Whether I like it or not (and I like it!), I am in “show business.” The Lord said to Satan, “Have you considered My servant Job? For there is no one like him on the earth” (Job 1:8). Disciples are for display, saints are for spectacle. God the Master Artist does not ply His talents to a raw sinner for nothing; He wants His chief enemy, Satan, to observe and understand what happens to a man when he becomes pliable in God’s hands—the very opposite of what Satan was when he sinned.
But God must display me; I cannot display myself. The chief end of His masterpiece in me is not only for the eternal ages (Ephesians 2:7–10), but for now in the midst of this “crooked and perverse generation” (Philippians 2:15). The bumper sticker “Please be patient, God isn’t finished with me yet” is true, but only partly true. There are elements of a finished product within me, and God wants those elements displayed for others to see.
Remember Daniel? The den of lions was not for Daniel’s benefit, but for the king’s. “Daniel … has your God … been able to deliver you from the lions?” (Daniel 6:20).
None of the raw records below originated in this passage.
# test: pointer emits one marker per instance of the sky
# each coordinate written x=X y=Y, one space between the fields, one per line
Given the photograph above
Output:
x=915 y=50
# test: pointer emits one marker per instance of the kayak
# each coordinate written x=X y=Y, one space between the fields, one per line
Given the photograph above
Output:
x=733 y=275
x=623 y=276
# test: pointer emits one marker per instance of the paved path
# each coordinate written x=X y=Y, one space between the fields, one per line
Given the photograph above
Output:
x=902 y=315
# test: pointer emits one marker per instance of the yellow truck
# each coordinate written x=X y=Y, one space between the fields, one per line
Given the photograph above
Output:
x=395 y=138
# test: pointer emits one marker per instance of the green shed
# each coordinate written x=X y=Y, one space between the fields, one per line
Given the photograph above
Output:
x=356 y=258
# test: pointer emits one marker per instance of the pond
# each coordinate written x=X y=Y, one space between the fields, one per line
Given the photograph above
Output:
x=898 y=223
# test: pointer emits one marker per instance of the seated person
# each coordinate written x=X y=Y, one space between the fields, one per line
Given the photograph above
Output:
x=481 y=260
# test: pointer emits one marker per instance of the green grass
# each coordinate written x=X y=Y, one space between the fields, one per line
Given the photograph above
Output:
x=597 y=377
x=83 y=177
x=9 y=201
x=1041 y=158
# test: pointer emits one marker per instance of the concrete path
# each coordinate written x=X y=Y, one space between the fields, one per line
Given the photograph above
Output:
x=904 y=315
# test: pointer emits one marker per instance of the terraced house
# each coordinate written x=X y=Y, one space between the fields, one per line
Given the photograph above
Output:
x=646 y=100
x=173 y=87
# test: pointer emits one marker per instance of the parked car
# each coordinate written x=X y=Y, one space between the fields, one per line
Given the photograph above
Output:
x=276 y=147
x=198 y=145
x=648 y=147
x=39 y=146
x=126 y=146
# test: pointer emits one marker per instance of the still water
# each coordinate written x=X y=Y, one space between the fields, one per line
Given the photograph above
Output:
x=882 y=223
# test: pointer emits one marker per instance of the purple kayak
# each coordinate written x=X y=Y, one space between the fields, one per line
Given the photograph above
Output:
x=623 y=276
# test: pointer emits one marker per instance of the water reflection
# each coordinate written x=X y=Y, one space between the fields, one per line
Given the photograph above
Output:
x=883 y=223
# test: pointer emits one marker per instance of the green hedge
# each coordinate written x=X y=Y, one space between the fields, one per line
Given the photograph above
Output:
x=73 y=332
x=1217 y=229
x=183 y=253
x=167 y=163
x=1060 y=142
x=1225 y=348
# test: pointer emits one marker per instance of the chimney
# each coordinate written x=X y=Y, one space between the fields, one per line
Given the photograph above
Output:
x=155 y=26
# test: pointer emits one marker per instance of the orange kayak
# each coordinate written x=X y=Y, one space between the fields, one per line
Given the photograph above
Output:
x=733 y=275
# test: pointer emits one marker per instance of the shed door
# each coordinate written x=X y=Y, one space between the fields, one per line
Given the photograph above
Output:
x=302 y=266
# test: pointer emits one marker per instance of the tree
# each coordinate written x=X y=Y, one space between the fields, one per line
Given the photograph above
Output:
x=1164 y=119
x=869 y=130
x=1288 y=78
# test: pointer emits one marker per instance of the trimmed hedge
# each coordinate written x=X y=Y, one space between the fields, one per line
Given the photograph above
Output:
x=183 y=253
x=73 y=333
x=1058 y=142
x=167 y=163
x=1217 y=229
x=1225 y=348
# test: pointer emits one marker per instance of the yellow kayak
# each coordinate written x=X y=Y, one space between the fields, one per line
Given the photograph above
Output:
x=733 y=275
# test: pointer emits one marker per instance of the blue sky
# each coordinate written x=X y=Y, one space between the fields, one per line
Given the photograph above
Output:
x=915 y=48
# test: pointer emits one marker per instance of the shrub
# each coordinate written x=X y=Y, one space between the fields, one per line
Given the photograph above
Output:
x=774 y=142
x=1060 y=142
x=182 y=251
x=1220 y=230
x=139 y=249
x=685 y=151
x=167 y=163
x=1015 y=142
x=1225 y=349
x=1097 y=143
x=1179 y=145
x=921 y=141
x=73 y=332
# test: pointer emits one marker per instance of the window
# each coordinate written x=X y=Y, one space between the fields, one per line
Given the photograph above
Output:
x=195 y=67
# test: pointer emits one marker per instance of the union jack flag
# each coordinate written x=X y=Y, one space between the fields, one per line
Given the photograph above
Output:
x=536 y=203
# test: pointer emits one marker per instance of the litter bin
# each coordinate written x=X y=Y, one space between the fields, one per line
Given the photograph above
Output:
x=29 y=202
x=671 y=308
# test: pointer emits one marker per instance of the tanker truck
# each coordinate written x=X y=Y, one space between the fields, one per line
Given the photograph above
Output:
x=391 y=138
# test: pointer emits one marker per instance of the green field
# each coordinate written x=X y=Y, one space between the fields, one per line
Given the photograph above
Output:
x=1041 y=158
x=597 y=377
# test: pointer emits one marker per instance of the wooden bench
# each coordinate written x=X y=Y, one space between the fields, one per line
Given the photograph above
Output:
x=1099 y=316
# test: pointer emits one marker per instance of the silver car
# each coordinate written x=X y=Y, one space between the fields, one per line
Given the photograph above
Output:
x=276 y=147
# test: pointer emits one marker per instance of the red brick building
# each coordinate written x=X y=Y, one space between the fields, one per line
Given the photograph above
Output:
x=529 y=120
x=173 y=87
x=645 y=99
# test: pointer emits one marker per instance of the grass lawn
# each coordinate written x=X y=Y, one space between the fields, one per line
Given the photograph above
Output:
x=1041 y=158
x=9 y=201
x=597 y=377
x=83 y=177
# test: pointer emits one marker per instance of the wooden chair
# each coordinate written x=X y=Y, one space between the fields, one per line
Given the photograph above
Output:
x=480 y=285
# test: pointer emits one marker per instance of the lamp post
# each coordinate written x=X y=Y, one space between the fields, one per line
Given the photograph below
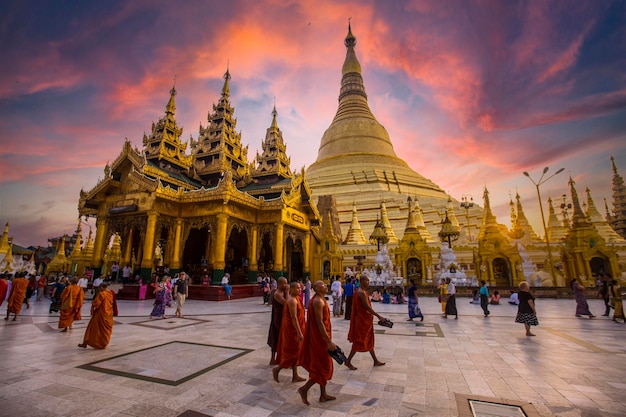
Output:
x=467 y=202
x=543 y=220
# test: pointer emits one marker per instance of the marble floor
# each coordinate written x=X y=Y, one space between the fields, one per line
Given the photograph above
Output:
x=215 y=362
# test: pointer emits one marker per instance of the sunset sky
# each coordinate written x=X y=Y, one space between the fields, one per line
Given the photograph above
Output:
x=472 y=93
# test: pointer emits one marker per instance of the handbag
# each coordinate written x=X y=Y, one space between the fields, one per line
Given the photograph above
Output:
x=338 y=355
x=68 y=304
x=386 y=323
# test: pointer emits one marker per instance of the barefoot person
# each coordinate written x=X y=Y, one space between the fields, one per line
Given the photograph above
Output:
x=526 y=312
x=317 y=342
x=361 y=332
x=277 y=299
x=72 y=299
x=291 y=334
x=100 y=327
x=17 y=295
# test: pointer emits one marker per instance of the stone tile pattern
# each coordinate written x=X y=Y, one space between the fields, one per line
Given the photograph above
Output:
x=574 y=367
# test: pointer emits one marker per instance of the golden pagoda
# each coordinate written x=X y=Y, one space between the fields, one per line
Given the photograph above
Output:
x=356 y=162
x=210 y=212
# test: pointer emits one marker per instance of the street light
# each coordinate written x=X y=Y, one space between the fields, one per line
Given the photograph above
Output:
x=543 y=220
x=467 y=202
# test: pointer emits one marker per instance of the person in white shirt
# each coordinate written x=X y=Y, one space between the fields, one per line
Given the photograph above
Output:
x=514 y=298
x=83 y=283
x=335 y=289
x=451 y=303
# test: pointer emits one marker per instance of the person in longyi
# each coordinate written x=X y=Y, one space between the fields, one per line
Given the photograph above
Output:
x=100 y=327
x=277 y=299
x=72 y=299
x=317 y=342
x=291 y=334
x=361 y=332
x=19 y=286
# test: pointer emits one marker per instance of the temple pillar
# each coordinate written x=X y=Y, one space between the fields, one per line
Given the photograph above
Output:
x=252 y=255
x=307 y=254
x=99 y=245
x=278 y=251
x=177 y=261
x=219 y=258
x=147 y=259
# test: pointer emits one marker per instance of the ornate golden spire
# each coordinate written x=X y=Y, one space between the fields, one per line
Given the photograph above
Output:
x=578 y=218
x=355 y=234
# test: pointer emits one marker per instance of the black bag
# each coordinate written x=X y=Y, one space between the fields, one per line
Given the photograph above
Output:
x=386 y=323
x=338 y=355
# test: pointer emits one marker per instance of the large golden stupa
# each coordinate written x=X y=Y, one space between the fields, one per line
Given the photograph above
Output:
x=356 y=163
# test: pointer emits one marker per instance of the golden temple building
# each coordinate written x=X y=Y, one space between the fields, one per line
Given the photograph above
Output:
x=209 y=211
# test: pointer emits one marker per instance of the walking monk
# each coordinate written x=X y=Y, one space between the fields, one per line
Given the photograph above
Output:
x=100 y=327
x=291 y=334
x=18 y=293
x=72 y=299
x=317 y=342
x=277 y=299
x=361 y=332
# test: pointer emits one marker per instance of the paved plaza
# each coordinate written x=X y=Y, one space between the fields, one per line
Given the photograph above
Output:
x=215 y=362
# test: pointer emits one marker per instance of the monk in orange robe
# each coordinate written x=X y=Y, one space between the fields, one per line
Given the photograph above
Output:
x=361 y=332
x=317 y=342
x=100 y=327
x=72 y=311
x=291 y=334
x=18 y=293
x=4 y=285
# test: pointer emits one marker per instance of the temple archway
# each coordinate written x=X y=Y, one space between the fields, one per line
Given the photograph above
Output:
x=236 y=256
x=195 y=254
x=599 y=266
x=502 y=272
x=414 y=269
x=295 y=257
x=266 y=257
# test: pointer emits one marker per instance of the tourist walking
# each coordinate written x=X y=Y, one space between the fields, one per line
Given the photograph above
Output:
x=277 y=298
x=100 y=327
x=348 y=295
x=316 y=345
x=72 y=299
x=484 y=297
x=158 y=311
x=291 y=335
x=618 y=303
x=335 y=289
x=181 y=291
x=582 y=307
x=55 y=295
x=414 y=308
x=361 y=332
x=526 y=312
x=19 y=286
x=451 y=301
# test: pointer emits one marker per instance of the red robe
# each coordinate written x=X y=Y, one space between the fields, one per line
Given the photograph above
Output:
x=289 y=346
x=18 y=292
x=361 y=332
x=100 y=327
x=69 y=315
x=314 y=357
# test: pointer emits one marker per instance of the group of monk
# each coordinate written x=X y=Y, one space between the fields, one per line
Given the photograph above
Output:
x=299 y=339
x=103 y=308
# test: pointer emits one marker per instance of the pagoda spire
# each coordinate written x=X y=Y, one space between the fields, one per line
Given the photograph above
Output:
x=355 y=235
x=411 y=224
x=273 y=163
x=618 y=220
x=555 y=229
x=578 y=218
x=170 y=109
x=386 y=223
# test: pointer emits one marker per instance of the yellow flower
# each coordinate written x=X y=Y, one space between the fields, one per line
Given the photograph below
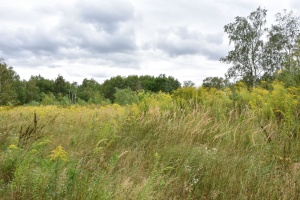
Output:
x=59 y=153
x=13 y=147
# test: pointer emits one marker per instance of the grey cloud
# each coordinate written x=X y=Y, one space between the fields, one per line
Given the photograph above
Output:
x=76 y=33
x=106 y=15
x=180 y=41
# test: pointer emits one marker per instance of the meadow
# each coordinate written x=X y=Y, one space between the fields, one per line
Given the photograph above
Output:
x=195 y=143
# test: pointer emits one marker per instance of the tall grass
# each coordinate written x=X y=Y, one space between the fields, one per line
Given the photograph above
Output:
x=211 y=144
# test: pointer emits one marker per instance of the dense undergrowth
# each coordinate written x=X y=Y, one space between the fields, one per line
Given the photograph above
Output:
x=193 y=144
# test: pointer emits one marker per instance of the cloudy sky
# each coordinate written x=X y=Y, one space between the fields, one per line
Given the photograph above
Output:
x=100 y=39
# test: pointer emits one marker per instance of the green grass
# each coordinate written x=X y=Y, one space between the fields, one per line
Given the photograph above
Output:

Looking into the den, the pagan king Darius saw a servant of God displaying the victory over the lions that his faith had made possible. He was astonished and impressed, so& much so that he issued a decree: “the God of Daniel … is the living God … [who] delivers and rescues and performs signs and wonders” (6:25–27). Daniel was an actor in a living drama, and the result was applause to Almighty God.
Have you seen my servant ________? Dare I put my name here a one whom the Lord can display? I see now what Paul meant when he called himself God’s exhibition and God’s “spectacle” to the world (1 Corinthians 4:9). What a glory to be a chosen showpiece of God!
“For we are His workmanship, created in Christ Jesus for good works, which God prepared beforehand, that we should walk in them” (Ephesians 2:10).